Долгую паузу нарушил Кларк.
— Триста шестьдесят семь тысяч двести сорок два? Вам этот номер выкололи в Гроссгринце?
— Да.
— В сорок четвертом?
— Когда же еще!.. — Хольц опустил рукав.— После войны я уехал из Германии в Америку,— продолжал Хольц.— Я не симпатизировал фашизму, но отвратительно быть побежденным. Я стал американским гражданином. И а 65-м пошел добровольцем во Вьетнам.
— Чтобы победить и отомстить...— кивнул Максвелл понимающе.
— Да, может быть. И там я снова убедился: приказы надо выполнять... Любые... Иначе — крах, развал, дерьмо... Америка проиграла не на фронте, она проиграла в тылу. Благодаря умникам, которые принялись обсуждать приказы...
— Насколько я понимаю, все это говорится про нас? Про ситуацию, в которой находимся сейчас мы?— Кларк вопросительно посмотрел на своих коллег.
Дождь на улице не переставал. Проливной, тропический.
К двухэтажному небольшому зданию городской радиостанции подкатил «джип», из которого вылез Калишер, прикрываясь своим вечным черным зонтом. Было темно, и солдат подсвечивая ему карманным фонариком. Американские часовые у дверей на радиостанцию вытянулись, стукнули каблуками.
В комнате, уставленной радиоаппаратурой, положив ноги на низенький столик, сидел Фарадж и курил большую сигару. Увидев Калишера, поспешно убрал ноги со стола.
Тот стряхнул зонт, раскрыл его и поставил в углу сушиться. Затем подошел к окну, посмотрел на противоположную сторону улицы, на окна отеля «Лунный свет».
— Мрачно настроены журналисты,— заметил он,— ни музыки, ни песен.
— Целый вечер тишина,—поддакнул Фарадж.
— Продукты для управляющего подготовили?
— Да. сэр.
— Хорошо. Вам на время придется превратиться в машинистку. Я тут кое-что набросал, перепечатайте.
С этими словами Калишер полез в карман и достал газетный обрывок.
— Но то,— пробормотал он,скомкал бумагу и бросил в корзину для мусора, Из другого кармана достал листок, исписанный от руки.— Вот, перепечатайте в одном экземпляре.
— Да, сэр.
— Стойте.
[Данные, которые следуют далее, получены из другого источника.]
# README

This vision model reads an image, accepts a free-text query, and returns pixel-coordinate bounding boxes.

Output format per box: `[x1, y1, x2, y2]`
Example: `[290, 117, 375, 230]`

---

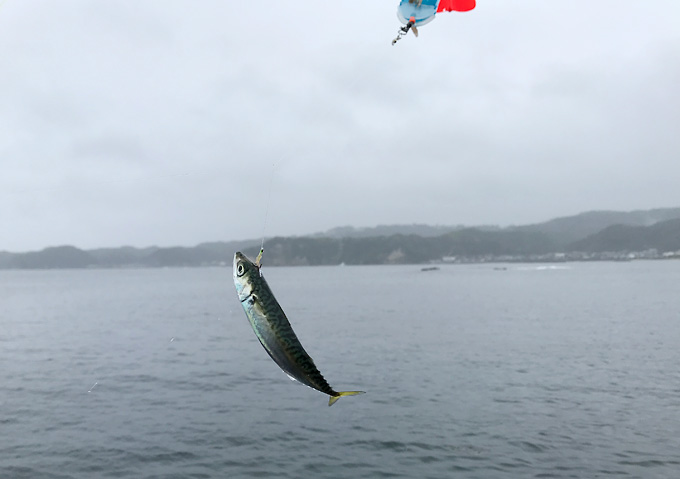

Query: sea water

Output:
[0, 261, 680, 479]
Во сколько у нас первая утренняя радиопередача?
— Ровно в девять,
— Ровно в девять у генерала собрание начальников секторов. От моего сектора пойдете вы.
— Спасибо, сэр,— обрадовался Фарадж, но тут же встревожился:— А радиостанция?
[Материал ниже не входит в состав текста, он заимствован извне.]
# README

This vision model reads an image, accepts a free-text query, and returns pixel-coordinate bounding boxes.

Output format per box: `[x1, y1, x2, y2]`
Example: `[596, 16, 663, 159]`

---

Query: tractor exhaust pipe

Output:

— Ровно в девять я приду сюда с Кларком. Ваша физиономия будет ни к чему. Распорядитесь американских часовых внизу заменить местными, чтобы не раздражать. Ну, и чтобы вели себя подобающе — под козырек, каблучки и все прочее. Эти звезды экрана любят показуху. И еще. Разыщите где-нибудь то знаменитое танго, как его там — прощальное... последнее... ну, под которое Кларк записывал свое обращение к человечеству. На этих островах оно до сих пор модно. Для эмоционального эффекта.
— Боже, какое веселье!— воскликнула Катлен, появляясь в холле.— Чьи похороны?
— Всех понемножку,— оценил ситуацию Максвелл.
— Первое марта, первый день весны. Не подходит для такого случая.— Катлен села между Игорем и Морром.—Мужчины, налейте-ка мне вина.
— Разве сегодня первое?— спросила Мэри.
— Через два часа уже второе,— отозвался Кларк.
— Здрасте,— всплеснула руками Мэри,— у меня же сегодня день рождения. Забыла.
— И правильно сделали,— махнула рукой Катлен.
— Шампанского! — воскликнул Стэннард.
— Поздравляю вас,— сказал Максвелл.
— Поздравляем вас, мисс Мэри,— добавил Кларк.
Астахов подошел к стенке бара, достал две бутылки шампанского из холодильника.
— Поздравьте меня, Николай Владимирович, что же вы?
— Да, да, поздравляю вас, поздравляю.— Астахов отвечал рассеянно.
— Послушайте, мисс Мэри, я придумал!— оживился Стэннард, наливая шампанского в бокалы,— выходите за меня замуж! Это будет прекрасно, честное слово.
— За вас или за Дугласа?— засмеялась Катлен.
Хольц взял бутылку водки, налил несколько рюмок, поставил перед Стэннардом.
— Если пить, так пить водку.
— Я вообще-то после девяти вечера не пью,— сказал Стэннард,— иногда я не пью даже после восьми вечера. Но раз такое дело...— Он выпил подряд три рюмки.— Нет, Мэри, правда, налейте мне еще и выходите за меня замуж.